Ich spüre wieder ein Ziehen in der Brust, das sich langsam nach oben arbeitet. Meine Lunge verengt sich und ein Kloß bildet sich in meinem Hals. Ich merke, wie meine Augen feucht werden und ehe ich mich versehe, rollen mir unaufhaltsam ein paar Tränen über die Wange. Der Vorfall von gestern schmerzt sehr in meinem Herzen. Ich liebe meine Mutter und das, was ich ihr angetan habe, ist unverzeihlich. Ich brauche auch keinen Zettel hinterlassen. Sie würden mich nach gestern nicht mal vermissen, aber ich werde meine Eltern vermissen und ich hoffe, dass sie mir irgendwann verzeihen können.

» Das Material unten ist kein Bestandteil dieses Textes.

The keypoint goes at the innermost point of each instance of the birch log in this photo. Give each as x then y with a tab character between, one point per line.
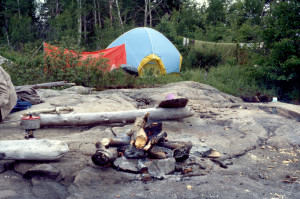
86	119
48	85
32	149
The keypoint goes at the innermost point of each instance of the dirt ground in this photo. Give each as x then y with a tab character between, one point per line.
259	145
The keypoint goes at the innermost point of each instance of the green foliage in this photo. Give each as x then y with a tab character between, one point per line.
281	36
202	59
238	81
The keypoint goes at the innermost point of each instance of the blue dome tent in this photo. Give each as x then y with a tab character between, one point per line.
148	49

Nach diesem Abschied öffne ich nun die Tür und verlasse das Haus. Na gut, dann mal los Richtung Wald. Es ist einfach unglaublich, wie aufgeregt ich wegen eines Treffens bin, auch wenn es mir einfach nur scheiße geht wegen all dem. Aber habe ich eine Wahl? Als ich jetzt draußen bin, erdrückt mich direkt die Hitze. Es ist verdammt warm draußen, und ich hasse den Sommer jedes Jahr aufs neue. Ich setze mir zum Schutz vor der Sonne wieder die Kapuze auf und neige meinen Kopf beim Laufen etwas nach unten. Ich meine, klar, ich könnte den Hoodie ausziehen, aber ich trage Hoodies einfach zu gerne, egal wie warm es ist. Nachdem ich ein paar Schritte gelaufen bin, schießen mir auch schon die ersten Gedanken durch den Kopf.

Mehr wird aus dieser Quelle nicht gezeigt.